Le parlement, composé de 720 sièges, co-décide avec les 27 gouvernements nationaux de l’UE sur les lois qui régissent le marché unique du bloc, son budget à long terme de 1 000 milliards d’euros (1 090 milliards de dollars), les règles budgétaires et les lois visant à prévenir le changement climatique.

Les sondages à la sortie des urnes sont attendus dimanche peu après 18h00 GMT, suivis des premières projections des résultats après 21h00 GMT.

Les enquêtes d’intentions de vote montrent que le centre-droit est susceptible de remporter la plus grande part des sièges, plaçant sa candidate à la tête de la Commission européenne, l’Allemande Ursula von der Leyen, en pole position pour être nommée pour un second mandat.
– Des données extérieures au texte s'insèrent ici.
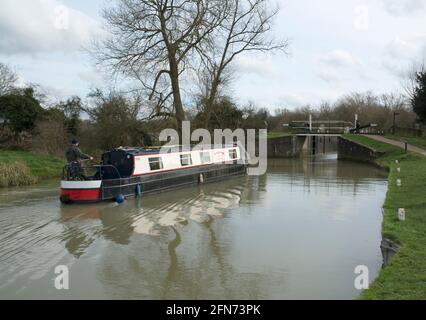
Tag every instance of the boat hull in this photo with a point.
(104, 190)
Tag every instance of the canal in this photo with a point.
(297, 232)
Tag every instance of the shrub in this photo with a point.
(16, 174)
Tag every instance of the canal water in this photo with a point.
(297, 232)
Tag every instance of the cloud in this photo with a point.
(260, 66)
(402, 53)
(92, 76)
(338, 58)
(33, 26)
(329, 66)
(404, 7)
(328, 74)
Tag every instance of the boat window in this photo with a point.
(155, 163)
(185, 159)
(233, 154)
(205, 157)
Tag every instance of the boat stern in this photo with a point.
(80, 191)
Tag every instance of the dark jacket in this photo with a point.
(74, 153)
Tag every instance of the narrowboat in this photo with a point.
(127, 172)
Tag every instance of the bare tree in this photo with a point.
(409, 82)
(246, 26)
(152, 41)
(8, 79)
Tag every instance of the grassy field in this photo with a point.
(415, 141)
(20, 164)
(405, 276)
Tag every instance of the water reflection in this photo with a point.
(296, 232)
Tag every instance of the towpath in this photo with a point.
(399, 144)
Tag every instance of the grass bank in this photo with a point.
(415, 141)
(405, 276)
(23, 168)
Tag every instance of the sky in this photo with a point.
(336, 47)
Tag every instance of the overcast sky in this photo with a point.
(337, 47)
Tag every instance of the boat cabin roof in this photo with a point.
(136, 151)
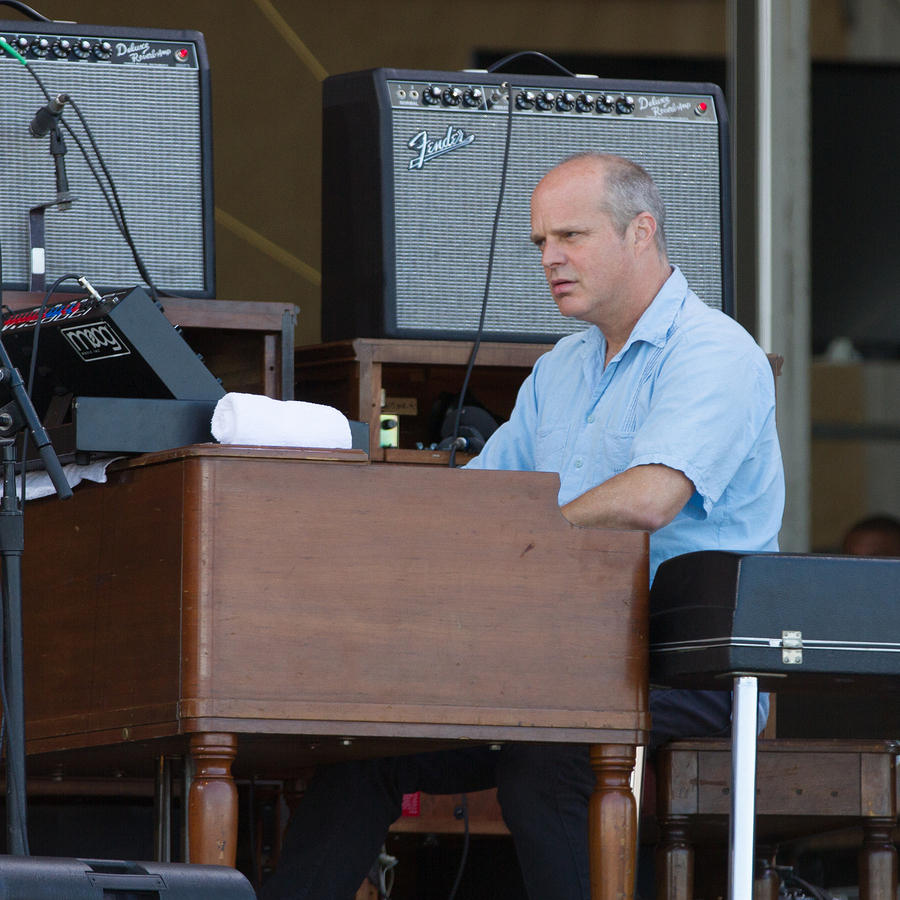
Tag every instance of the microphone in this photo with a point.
(47, 117)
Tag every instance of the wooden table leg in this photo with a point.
(674, 860)
(613, 823)
(877, 861)
(213, 801)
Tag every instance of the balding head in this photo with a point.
(627, 189)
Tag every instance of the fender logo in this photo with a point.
(427, 150)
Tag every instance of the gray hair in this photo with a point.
(630, 190)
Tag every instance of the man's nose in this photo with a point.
(551, 254)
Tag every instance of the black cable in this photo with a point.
(27, 10)
(126, 233)
(29, 384)
(504, 63)
(487, 280)
(115, 204)
(464, 804)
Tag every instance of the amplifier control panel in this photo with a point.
(536, 99)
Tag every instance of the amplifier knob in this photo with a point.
(525, 100)
(473, 97)
(605, 103)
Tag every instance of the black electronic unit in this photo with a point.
(411, 169)
(56, 878)
(145, 94)
(117, 345)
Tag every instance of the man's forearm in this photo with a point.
(644, 498)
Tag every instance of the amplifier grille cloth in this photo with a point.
(441, 239)
(146, 121)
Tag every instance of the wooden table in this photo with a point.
(264, 609)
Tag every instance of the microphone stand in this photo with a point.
(16, 414)
(58, 152)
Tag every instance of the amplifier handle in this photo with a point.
(503, 65)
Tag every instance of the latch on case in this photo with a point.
(792, 648)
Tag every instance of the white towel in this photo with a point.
(38, 483)
(262, 421)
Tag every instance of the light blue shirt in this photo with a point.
(690, 390)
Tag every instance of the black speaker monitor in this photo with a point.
(411, 172)
(145, 95)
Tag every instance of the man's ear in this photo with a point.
(643, 228)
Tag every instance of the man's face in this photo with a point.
(586, 261)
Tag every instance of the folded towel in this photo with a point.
(38, 483)
(255, 419)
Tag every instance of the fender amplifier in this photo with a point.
(145, 94)
(412, 165)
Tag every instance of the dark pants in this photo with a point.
(543, 790)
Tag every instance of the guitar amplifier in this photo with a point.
(411, 168)
(145, 94)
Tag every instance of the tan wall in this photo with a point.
(267, 98)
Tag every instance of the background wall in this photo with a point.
(268, 57)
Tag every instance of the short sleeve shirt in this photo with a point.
(690, 390)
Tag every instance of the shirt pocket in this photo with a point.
(550, 447)
(615, 452)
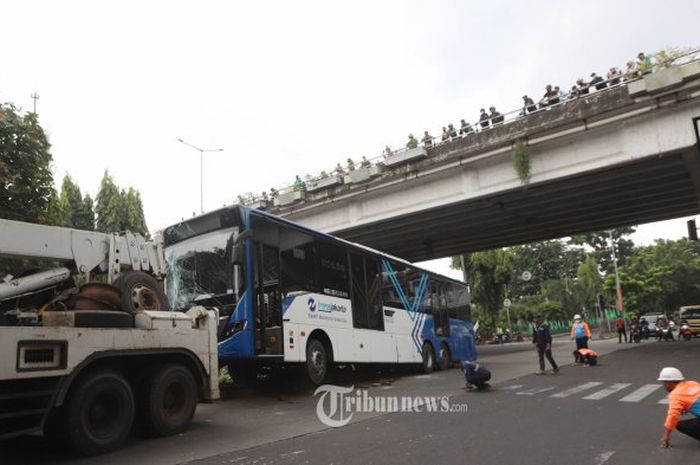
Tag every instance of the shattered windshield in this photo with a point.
(199, 268)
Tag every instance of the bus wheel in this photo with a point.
(99, 413)
(140, 291)
(428, 358)
(169, 400)
(445, 357)
(316, 361)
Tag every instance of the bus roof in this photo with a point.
(276, 218)
(205, 222)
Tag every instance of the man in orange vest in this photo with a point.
(581, 332)
(684, 397)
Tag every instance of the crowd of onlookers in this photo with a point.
(553, 96)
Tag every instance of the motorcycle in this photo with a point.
(684, 332)
(645, 332)
(664, 334)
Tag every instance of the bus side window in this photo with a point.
(333, 270)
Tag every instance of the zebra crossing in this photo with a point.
(594, 391)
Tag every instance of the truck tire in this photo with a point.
(169, 400)
(99, 413)
(445, 357)
(140, 291)
(428, 358)
(316, 361)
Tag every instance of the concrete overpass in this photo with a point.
(625, 156)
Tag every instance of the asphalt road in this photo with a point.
(524, 419)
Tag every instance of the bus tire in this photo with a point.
(169, 400)
(428, 358)
(316, 361)
(140, 291)
(445, 357)
(99, 413)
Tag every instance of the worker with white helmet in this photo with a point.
(684, 397)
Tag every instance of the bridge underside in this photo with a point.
(648, 190)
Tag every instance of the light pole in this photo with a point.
(201, 170)
(618, 288)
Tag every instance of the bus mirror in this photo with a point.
(238, 254)
(243, 236)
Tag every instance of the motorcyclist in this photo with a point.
(644, 326)
(634, 329)
(662, 323)
(684, 396)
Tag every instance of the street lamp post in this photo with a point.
(201, 170)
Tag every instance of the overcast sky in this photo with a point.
(293, 87)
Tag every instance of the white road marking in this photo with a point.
(533, 391)
(610, 390)
(603, 457)
(576, 389)
(640, 393)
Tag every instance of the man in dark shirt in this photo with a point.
(496, 117)
(528, 105)
(542, 339)
(598, 82)
(484, 119)
(475, 375)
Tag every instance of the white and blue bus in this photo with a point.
(291, 295)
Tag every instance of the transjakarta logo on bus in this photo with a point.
(325, 307)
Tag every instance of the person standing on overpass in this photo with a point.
(542, 339)
(684, 397)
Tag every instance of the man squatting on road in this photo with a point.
(684, 397)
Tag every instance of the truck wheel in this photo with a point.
(99, 413)
(428, 358)
(140, 291)
(169, 400)
(445, 357)
(316, 361)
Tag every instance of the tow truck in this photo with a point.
(88, 364)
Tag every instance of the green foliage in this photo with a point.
(589, 280)
(600, 243)
(74, 211)
(548, 260)
(521, 162)
(668, 56)
(119, 210)
(26, 182)
(661, 277)
(489, 272)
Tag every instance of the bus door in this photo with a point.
(267, 303)
(441, 320)
(371, 342)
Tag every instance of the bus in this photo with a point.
(290, 295)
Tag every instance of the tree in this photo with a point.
(589, 280)
(660, 277)
(488, 274)
(546, 261)
(119, 210)
(26, 182)
(600, 243)
(107, 205)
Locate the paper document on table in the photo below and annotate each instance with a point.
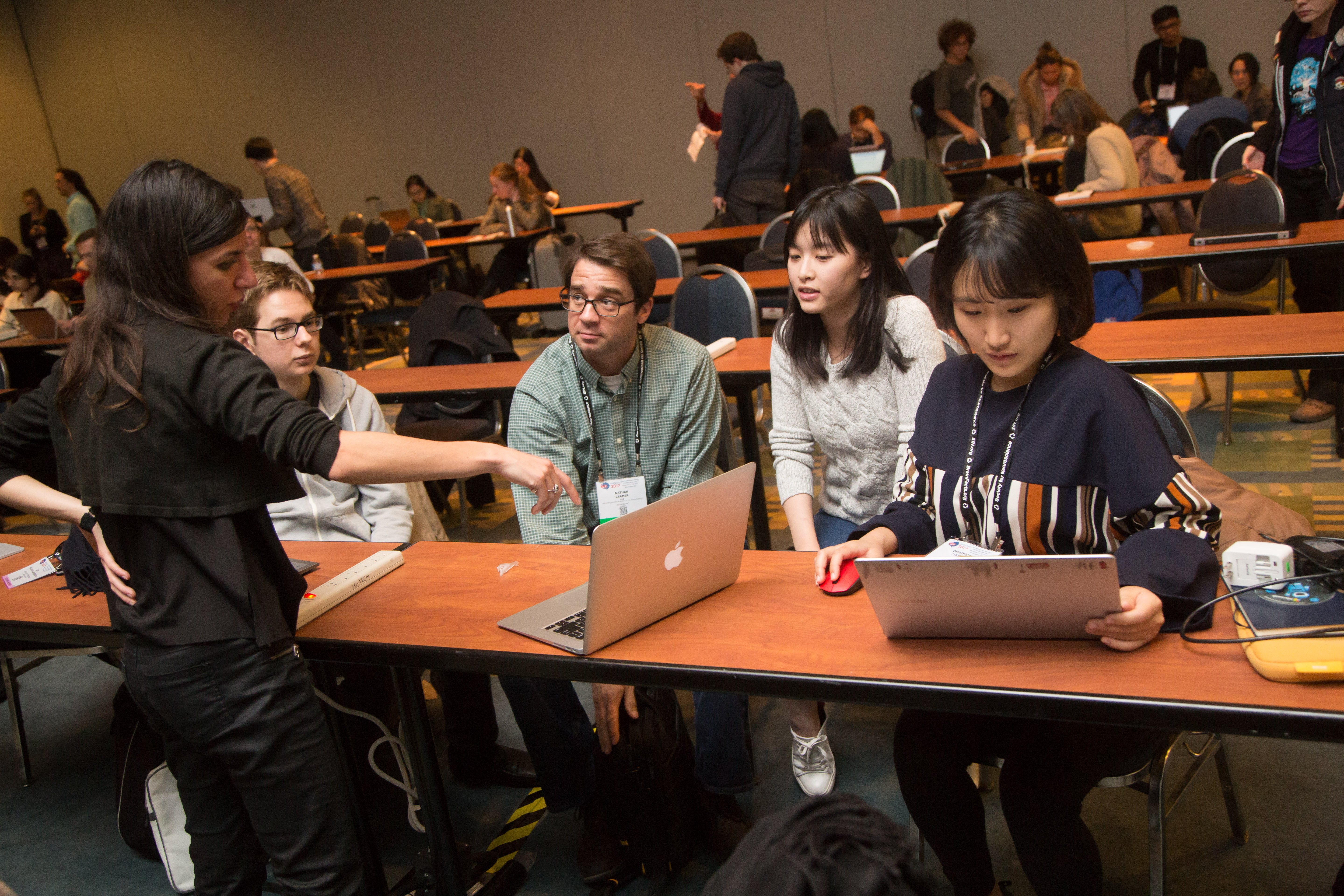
(697, 143)
(347, 584)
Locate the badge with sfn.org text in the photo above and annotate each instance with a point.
(617, 498)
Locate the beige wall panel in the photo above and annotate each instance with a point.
(85, 101)
(30, 158)
(638, 58)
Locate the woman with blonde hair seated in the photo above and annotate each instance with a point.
(513, 197)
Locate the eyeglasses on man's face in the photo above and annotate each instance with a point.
(577, 303)
(291, 331)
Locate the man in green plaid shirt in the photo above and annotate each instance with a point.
(671, 438)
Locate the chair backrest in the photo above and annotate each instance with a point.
(881, 191)
(405, 246)
(775, 232)
(1240, 198)
(959, 150)
(710, 310)
(378, 233)
(351, 250)
(667, 257)
(1199, 152)
(1229, 156)
(1175, 429)
(920, 271)
(425, 228)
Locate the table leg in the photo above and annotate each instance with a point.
(1339, 420)
(375, 879)
(21, 742)
(752, 452)
(429, 784)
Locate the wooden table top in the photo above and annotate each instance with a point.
(615, 210)
(549, 299)
(475, 240)
(49, 612)
(1312, 237)
(382, 269)
(773, 632)
(26, 340)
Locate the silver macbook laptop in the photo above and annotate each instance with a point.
(648, 565)
(1008, 597)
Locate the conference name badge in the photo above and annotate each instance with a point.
(617, 498)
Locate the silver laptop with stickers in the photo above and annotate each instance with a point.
(648, 565)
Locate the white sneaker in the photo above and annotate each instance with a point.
(814, 763)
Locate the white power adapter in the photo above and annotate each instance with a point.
(1249, 564)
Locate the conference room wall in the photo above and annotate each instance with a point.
(361, 96)
(30, 156)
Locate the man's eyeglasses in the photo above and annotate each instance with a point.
(291, 331)
(577, 303)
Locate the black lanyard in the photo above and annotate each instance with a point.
(588, 405)
(1007, 459)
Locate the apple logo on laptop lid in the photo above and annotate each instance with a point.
(674, 558)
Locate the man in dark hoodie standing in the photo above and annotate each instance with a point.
(763, 135)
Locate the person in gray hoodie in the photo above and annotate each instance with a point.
(763, 136)
(276, 323)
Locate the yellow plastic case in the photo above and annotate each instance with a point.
(1294, 659)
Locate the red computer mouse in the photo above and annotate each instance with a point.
(847, 584)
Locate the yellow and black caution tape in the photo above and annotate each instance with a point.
(518, 828)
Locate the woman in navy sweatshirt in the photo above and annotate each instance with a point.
(1065, 460)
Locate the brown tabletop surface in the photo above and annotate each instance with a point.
(42, 605)
(361, 272)
(475, 240)
(549, 299)
(26, 340)
(624, 205)
(1312, 237)
(773, 623)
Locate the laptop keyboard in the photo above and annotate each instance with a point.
(570, 626)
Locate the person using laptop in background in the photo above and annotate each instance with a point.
(849, 367)
(1062, 457)
(619, 401)
(276, 322)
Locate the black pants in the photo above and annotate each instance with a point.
(1316, 279)
(470, 722)
(755, 202)
(255, 762)
(1049, 769)
(510, 261)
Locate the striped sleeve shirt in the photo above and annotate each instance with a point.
(678, 422)
(1089, 475)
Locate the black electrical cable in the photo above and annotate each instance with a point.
(1314, 633)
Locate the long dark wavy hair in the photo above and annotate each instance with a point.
(843, 220)
(77, 181)
(162, 216)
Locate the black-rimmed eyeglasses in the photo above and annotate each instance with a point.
(577, 303)
(291, 331)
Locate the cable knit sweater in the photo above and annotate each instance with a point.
(857, 422)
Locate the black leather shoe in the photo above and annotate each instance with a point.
(507, 768)
(725, 824)
(601, 856)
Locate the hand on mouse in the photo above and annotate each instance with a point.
(878, 543)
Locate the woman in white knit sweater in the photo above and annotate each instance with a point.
(849, 367)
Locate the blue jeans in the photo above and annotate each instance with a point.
(833, 530)
(562, 742)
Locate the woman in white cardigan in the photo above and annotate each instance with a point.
(1111, 164)
(849, 367)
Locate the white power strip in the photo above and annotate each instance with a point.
(353, 581)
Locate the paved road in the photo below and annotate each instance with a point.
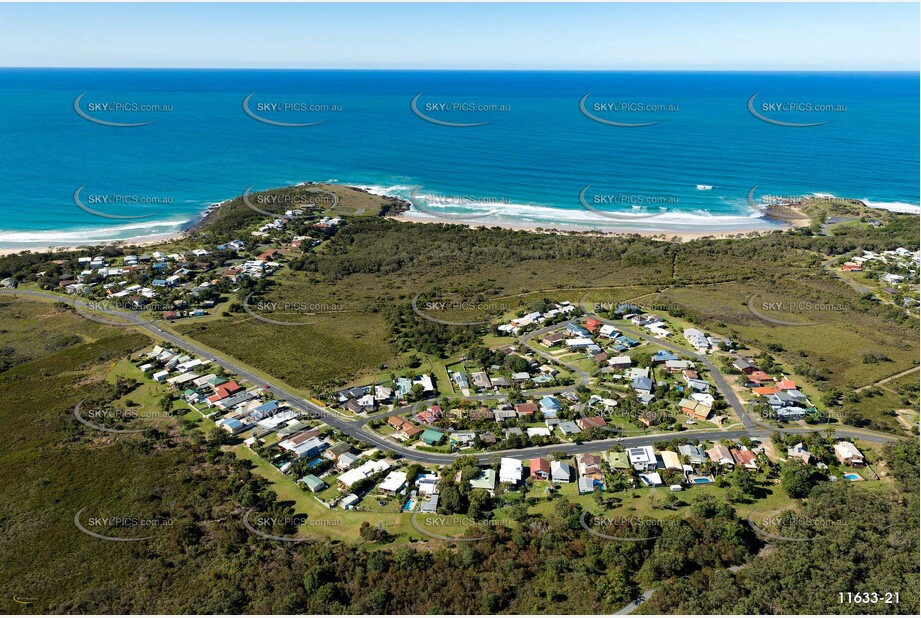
(356, 429)
(827, 266)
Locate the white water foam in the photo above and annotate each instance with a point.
(534, 215)
(129, 231)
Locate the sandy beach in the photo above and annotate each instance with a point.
(787, 218)
(143, 241)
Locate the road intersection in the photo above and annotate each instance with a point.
(356, 427)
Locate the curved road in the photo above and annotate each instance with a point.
(355, 428)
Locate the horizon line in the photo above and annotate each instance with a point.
(467, 70)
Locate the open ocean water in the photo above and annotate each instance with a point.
(515, 148)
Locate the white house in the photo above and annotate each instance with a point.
(510, 471)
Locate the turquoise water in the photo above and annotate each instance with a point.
(526, 167)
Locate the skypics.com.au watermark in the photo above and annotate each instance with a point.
(616, 112)
(262, 525)
(296, 205)
(793, 111)
(628, 529)
(287, 112)
(627, 308)
(625, 207)
(436, 112)
(432, 526)
(440, 205)
(793, 311)
(92, 201)
(303, 313)
(92, 417)
(456, 310)
(111, 113)
(791, 526)
(128, 527)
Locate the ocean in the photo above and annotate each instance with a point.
(702, 152)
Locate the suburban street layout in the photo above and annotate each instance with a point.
(464, 309)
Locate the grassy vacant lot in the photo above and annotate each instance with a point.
(837, 342)
(30, 330)
(362, 282)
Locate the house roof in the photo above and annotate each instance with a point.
(430, 436)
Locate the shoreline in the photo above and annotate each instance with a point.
(595, 232)
(785, 217)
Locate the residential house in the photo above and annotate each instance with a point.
(526, 409)
(551, 340)
(550, 404)
(589, 422)
(568, 428)
(618, 460)
(432, 437)
(393, 483)
(745, 458)
(721, 455)
(694, 453)
(642, 458)
(799, 451)
(510, 470)
(313, 483)
(481, 379)
(540, 469)
(671, 460)
(560, 472)
(365, 470)
(694, 409)
(486, 479)
(620, 362)
(848, 454)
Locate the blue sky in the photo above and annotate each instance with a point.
(779, 36)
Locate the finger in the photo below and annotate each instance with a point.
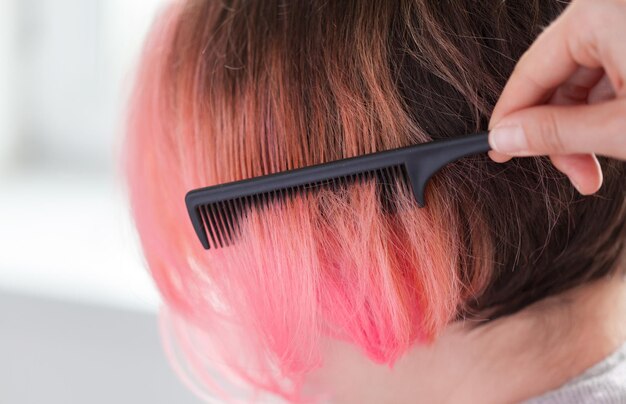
(576, 89)
(583, 170)
(556, 129)
(586, 34)
(603, 91)
(499, 157)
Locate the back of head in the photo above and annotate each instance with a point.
(229, 90)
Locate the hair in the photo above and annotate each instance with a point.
(234, 89)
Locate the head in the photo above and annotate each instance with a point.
(229, 90)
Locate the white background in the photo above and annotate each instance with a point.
(66, 68)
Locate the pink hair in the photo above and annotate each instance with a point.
(329, 265)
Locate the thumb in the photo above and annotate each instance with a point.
(558, 129)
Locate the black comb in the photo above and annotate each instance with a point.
(215, 210)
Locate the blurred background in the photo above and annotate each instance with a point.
(78, 310)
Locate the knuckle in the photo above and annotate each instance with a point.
(548, 136)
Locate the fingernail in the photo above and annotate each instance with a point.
(508, 139)
(576, 185)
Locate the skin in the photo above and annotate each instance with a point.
(508, 360)
(566, 97)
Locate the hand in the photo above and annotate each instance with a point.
(566, 97)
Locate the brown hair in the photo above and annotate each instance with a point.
(241, 88)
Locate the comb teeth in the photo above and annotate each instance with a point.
(216, 211)
(222, 219)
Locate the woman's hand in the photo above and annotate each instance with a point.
(566, 97)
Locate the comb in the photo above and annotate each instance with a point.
(215, 211)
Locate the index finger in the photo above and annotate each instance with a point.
(541, 69)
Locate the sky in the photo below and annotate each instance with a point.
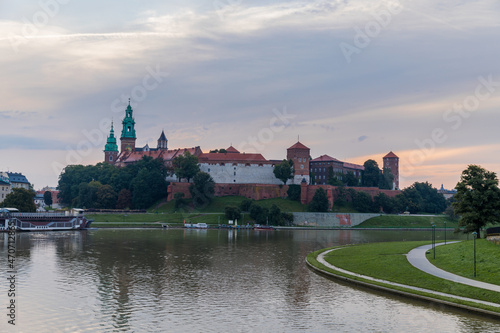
(350, 79)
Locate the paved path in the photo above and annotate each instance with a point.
(417, 258)
(321, 259)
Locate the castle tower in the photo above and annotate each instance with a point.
(391, 162)
(111, 148)
(162, 142)
(300, 155)
(128, 132)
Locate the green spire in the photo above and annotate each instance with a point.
(128, 123)
(111, 143)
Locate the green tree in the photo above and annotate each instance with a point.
(180, 201)
(350, 179)
(294, 192)
(47, 198)
(259, 214)
(148, 187)
(478, 199)
(186, 166)
(87, 195)
(21, 199)
(283, 171)
(124, 199)
(275, 217)
(202, 189)
(386, 179)
(246, 204)
(106, 197)
(371, 174)
(363, 202)
(334, 179)
(385, 203)
(319, 202)
(232, 213)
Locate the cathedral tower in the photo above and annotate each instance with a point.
(162, 142)
(128, 132)
(111, 148)
(300, 155)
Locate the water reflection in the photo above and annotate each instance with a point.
(206, 281)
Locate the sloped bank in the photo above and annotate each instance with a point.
(396, 276)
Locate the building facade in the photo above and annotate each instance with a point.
(325, 166)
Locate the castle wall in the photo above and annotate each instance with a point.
(239, 173)
(268, 191)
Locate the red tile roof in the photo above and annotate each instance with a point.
(231, 149)
(391, 155)
(325, 158)
(298, 145)
(231, 157)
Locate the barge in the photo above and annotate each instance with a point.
(12, 219)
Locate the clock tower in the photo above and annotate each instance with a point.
(128, 132)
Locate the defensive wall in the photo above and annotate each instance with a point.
(268, 191)
(335, 220)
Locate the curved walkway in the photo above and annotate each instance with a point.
(321, 259)
(417, 258)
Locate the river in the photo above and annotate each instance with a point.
(141, 280)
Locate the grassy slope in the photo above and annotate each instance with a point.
(211, 214)
(397, 221)
(387, 261)
(459, 259)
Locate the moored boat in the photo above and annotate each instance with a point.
(12, 219)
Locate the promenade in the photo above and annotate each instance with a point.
(419, 259)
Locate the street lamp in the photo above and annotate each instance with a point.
(434, 239)
(475, 236)
(444, 232)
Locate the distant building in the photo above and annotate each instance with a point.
(129, 153)
(320, 169)
(447, 194)
(18, 180)
(238, 168)
(233, 166)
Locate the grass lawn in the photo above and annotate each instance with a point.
(387, 261)
(458, 258)
(398, 221)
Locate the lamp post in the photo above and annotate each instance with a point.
(434, 239)
(475, 236)
(444, 232)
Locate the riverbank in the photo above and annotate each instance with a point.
(387, 263)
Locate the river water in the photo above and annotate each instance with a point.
(138, 280)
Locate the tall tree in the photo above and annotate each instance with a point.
(21, 199)
(386, 179)
(202, 189)
(232, 213)
(283, 171)
(186, 166)
(319, 202)
(478, 199)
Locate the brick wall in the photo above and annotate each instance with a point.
(268, 191)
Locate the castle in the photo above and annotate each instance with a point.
(233, 166)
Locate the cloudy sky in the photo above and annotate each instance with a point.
(354, 79)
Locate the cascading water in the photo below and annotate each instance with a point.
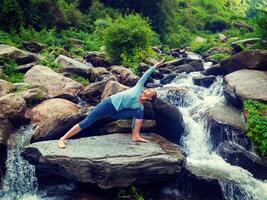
(20, 181)
(238, 184)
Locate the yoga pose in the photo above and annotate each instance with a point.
(123, 105)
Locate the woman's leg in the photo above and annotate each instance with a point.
(137, 115)
(102, 109)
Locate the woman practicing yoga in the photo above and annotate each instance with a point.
(123, 105)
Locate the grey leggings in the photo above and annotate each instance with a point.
(106, 108)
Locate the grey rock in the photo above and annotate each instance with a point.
(72, 66)
(56, 84)
(253, 59)
(204, 81)
(245, 84)
(226, 124)
(92, 93)
(168, 79)
(33, 46)
(236, 155)
(108, 161)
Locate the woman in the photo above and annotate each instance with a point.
(123, 105)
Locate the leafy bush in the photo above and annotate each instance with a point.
(256, 113)
(217, 24)
(10, 69)
(128, 40)
(220, 56)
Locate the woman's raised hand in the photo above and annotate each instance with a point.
(159, 63)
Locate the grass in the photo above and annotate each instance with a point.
(256, 115)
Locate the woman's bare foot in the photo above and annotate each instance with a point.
(61, 144)
(139, 139)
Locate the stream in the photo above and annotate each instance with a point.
(20, 181)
Les Verts européens, confrontés aux réactions négatives des ménages, des agriculteurs et de l’industrie face aux politiques coûteuses de l’UE limitant les émissions de CO2, semblent être parmi les grands perdants.

Le nouveau parlement décidera du prochain budget septennal de l’UE, qui doit être en vigueur à partir de 2028, l’Ukraine, la Moldavie et les pays des Balkans occidentaux étant tous candidats à l’adhésion.

Si ces pays veulent adhérer, les gouvernements de l’UE et le Parlement devront se mettre d’accord sur des changements internes dans le fonctionnement du bloc, y compris sur les subventions agricoles et les fonds destinés à améliorer le niveau de vie dans l’ensemble de l’UE.

La règle de l’unanimité lors du vote devra peut-être également être modifiée pour répondre aux exigences d’un bloc plus large.